I have seen so many people having grandeur dreams of owning a restaurant, be completely distraught when they themselves actually try working in a restaurant. Even standing for 12 hours straight is a challenge, not to mention being stuffed in a hot room being screamed at for the same 12 hours.

Don’t talk the talk if you can’t walk the walk. 

6. Stress is not your friend

Living with stress is the number 1 fundamental skill of an entrepreneur and any business owner. Nothing affects you like the state of your own business, and no one other than the founders can understand this feeling. In the F&B world, you will see your sales performance every.single.day. And when things are bad, you’re going to loss sleep every night worrying about paying the rent, your staff or even paying yourself.

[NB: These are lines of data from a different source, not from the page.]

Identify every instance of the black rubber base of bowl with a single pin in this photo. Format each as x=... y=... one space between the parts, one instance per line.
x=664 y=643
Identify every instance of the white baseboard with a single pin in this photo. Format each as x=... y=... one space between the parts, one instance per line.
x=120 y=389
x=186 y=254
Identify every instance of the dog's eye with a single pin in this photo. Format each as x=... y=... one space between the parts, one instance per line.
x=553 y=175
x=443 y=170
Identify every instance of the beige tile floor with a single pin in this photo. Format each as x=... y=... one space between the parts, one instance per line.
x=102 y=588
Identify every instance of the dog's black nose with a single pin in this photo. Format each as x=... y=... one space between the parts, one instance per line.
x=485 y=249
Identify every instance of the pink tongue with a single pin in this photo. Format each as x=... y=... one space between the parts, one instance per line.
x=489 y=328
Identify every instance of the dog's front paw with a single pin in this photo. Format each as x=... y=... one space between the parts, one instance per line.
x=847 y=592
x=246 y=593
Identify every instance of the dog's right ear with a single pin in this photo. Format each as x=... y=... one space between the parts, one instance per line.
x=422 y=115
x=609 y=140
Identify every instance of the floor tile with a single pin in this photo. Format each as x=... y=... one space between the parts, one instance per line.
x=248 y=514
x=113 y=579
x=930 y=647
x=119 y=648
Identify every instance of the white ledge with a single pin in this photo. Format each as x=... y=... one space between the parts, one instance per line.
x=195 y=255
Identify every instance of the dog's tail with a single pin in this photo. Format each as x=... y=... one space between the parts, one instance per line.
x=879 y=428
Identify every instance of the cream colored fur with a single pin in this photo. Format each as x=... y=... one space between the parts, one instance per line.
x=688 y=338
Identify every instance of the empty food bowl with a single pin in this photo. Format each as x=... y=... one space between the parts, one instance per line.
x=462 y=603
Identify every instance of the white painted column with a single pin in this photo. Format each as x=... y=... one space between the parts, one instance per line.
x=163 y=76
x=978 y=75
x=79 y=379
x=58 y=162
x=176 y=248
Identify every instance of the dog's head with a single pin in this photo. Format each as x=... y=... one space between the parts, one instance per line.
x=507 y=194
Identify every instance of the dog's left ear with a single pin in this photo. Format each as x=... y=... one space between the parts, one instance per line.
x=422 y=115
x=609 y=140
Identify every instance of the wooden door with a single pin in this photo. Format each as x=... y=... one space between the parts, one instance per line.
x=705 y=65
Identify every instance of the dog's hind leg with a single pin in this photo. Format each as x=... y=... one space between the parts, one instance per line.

This stress is amplified if you are working everyday IN your business itself, instead of ON your business. Being in the 12 hour day to day grind, and then having to face poor daily sales is enough to make any person insane. Imagine coming home late after a full day of menial work, then having to spend another couple hours to plan and execute your marketing strategy, then doing the accounts. Then having to repeat this the next day. It’s simply not possible to sustain this in the long run, as your mind and body will break down.

Yes, you’re going to have to do it in the beginning, so you have to be prepared to face stress the likes of which never seen before. If you can’t deal with the heat, get out of the kitchen. But eventually, you have to work out a system to take yourself out of operations and focus on managing the big picture.